[HiCache] Add L2 prefetch-buffer-only memory mode by vladnosiv · Pull Request #20535 · sgl-project/sglang

vladnosiv · 2026-03-13T16:19:05Z

Motivation

Now in HiCache each worker allocates a large exclusive host memory pool (up to hundreds of gb per 1GPU worker).
Popular prefixes get duplicated in every worker's host cache, wasting the majority of the memory budget. Meanwhile, the shared storage backend (MoonCake) is allocated a relatively small pool and remains underutilized.
With buffer_only mode, host memory shrinks to a tiny staging buffer (up to dozens gb per worker), and the freed budget goes entirely to the shared storage pool. Any worker can read data written by any other worker, eliminating duplication.

Modifications

New buffer_only host memory mode: host memory acts as a small transient staging buffer instead of a persistent cache tier. Pages are freed immediately after the async storage write completes. Controlled via --hicache-host-memory-mode buffer_only and --hicache-buffer-pages.
storage_backed flag on TreeNode: tracks whether a node is durably written to external storage, allowing GPU eviction without losing the node from the radix tree.

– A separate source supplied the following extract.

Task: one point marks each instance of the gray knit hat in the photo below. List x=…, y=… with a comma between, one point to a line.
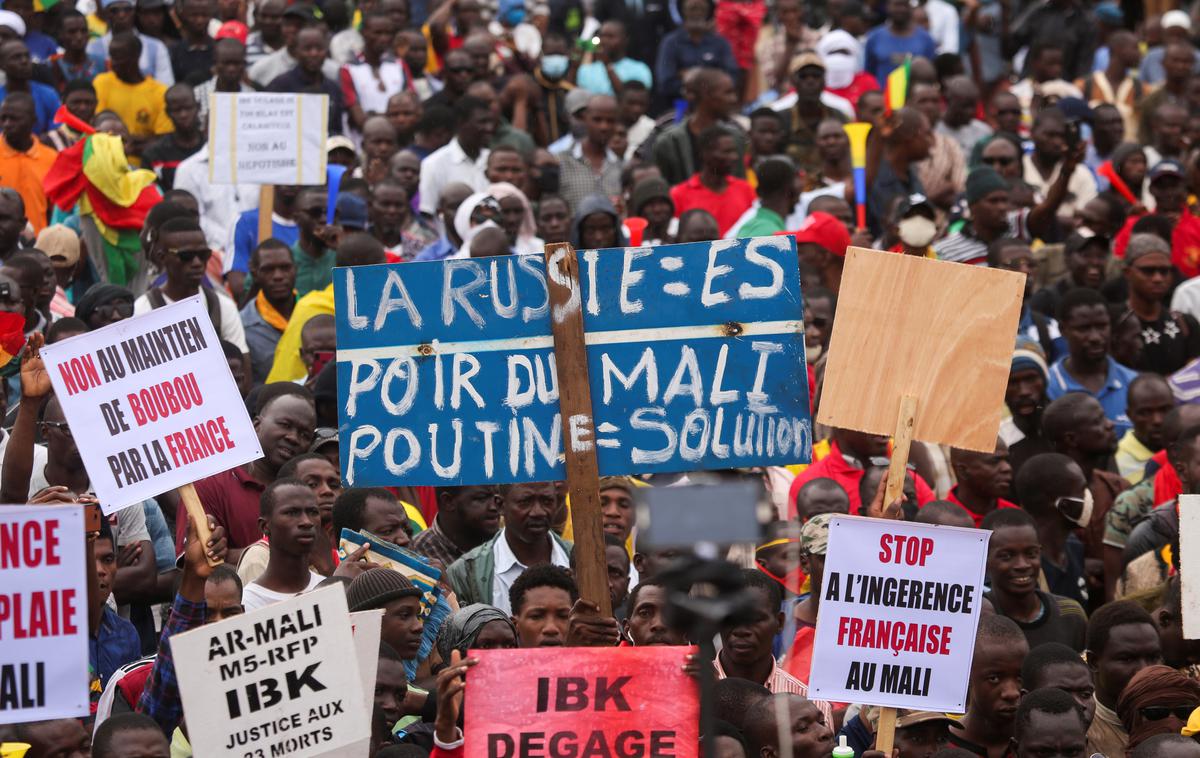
x=372, y=589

Unified with backuped via new storage_ready property.
Pending write queue: handles backpressure when the small host buffer is full, nodes wait in a queue and drain each scheduler step.

Accuracy Tests

Qwen3/Qwen3-32B-FP8

python benchmark/gsm8k/bench_sglang.py --num-questions 500 --num-shots 48 --parallel 100

With hot cache in MoonCake:

L2 as cache mode:

Accuracy: 0.934
Invalid: 0.000
Latency: 68.659 s
Output throughput: 870.155 token/s

L2 as buffer only:

Accuracy: 0.936
Invalid: 0.000
Latency: 67.984 s
Output throughput: 876.645 token/s

Benchmarking and Profiling

Qwen3-32B-FP8 on 8xH200 with TP1.
Common flags:

--mem-fraction-static 0.8 --page-size 64 --chunked-prefill-size 4096 --max-running-requests 64 --hicache-write-policy write_through --hicache-io-backend direct --hicache-mem-layout page_first_direct --hicache-storage-prefetch-policy wait_complete

Configuration for buffer_only:

--hicache-host-memory-mode buffer_only --hicache-buffer-pages 512
MoonCake: 1024 gb on the same node

Configuration for cache:

--hicache-host-memory-mode cache --hicache-ratio 2.0 (107 gb host memory per worker)
MoonCake: 224 gb on the same node
Total: 1080 gb

MoonCake Traces bench with toolagent workload and 0.5 slowdown factor.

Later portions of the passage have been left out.